What impresses me about WWE is that they’ve become a major global attraction. They’ve done so by continuing to develop new stars and programming, expanding their audience, increasing their revenue streams, and taking giant risks. In today’s cluttered media climate they stand out as one of the most forward thinking and successful digital brands, and consistently do a great job of sharing their story and creating buzz. You could see and feel that when Stephanie talked about the rise of women in professional wrestling, and she shined in spite of being poorly set up by a moderator who wasn’t fully prepared for the conversation.
As I bring this column to a close, I find myself excited, curious, optimistic, and cautious about the future. CES showed that the world’s best technology companies are working hard to create the next big things in our lives, but not every invention will be important to us. Especially for many of us involved in the radio business.
What concerns me is that there have been far too many examples of the radio industry being slow to adapt. We’ve also had a tendency to rely on others to create solutions rather than leading the charge ourselves. It’s far too common to find folks comfortable with where they sit today, and less worried about how they may be affected tomorrow.
If you walked around CES, you saw people everywhere who were driven by innovation and creativity. I thought about radio and its need to continue launching new products, formats, programs, and personalities, while also exploring new platforms and technologies. We sometimes forget that many of these great products that feature us still own the real estate, data, and audience. We are simply renters.
Aside from iHeart’s Bob Pittman, Beasley’s Caroline Beasley, and NPR’s Jarl Mohn taking part in panels at CES, I didn’t see any radio groups on display. To be fair, I didn’t expect to. Should we have been there? What would we have showcased? I’m not sure, but I do know that we can’t wait for opportunity to find us. It’s imperative that we work ahead and prepare for what’s next. Brands like VSiN and The Action Network are great examples of that.
We also need to do research to understand the challenges and best case scenarios ahead, and have confidence and conviction in what we’re working on. You’re going to take some lumps early on when you introduce new ideas.
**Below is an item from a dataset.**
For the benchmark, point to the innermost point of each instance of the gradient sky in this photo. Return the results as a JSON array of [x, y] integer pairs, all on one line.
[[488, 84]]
If you’re not prepared to be bloodied, don’t get in the ring.
I know the radio industry is excited about voice technology and the arrival of 5G. Both will make our business better. Autonomous cars and smart cities may take longer to embrace simply because they’re much further away. What we can’t do though is assume that these things will make us necessary. We’ve got to do a much better job of selling the value and success of our business, get more creative, take more chances, and make our brands, talent, and platforms a vital part of each listener and advertiser’s life. Anything less is asking for trouble.
The faster technology works, and the more time people have to enjoy content inside their homes or vehicles, the tougher the challenges will be to stand out. Competition is increasing, and coming from every form of media, not just audio providers. If your brand isn’t known for more than its format and signal, you’re on the fast track to becoming forgotten instead of seen as a vital part of the future. The good news, you still have time to change it. Just don’t wait too long because the future’s on the verge of becoming the present.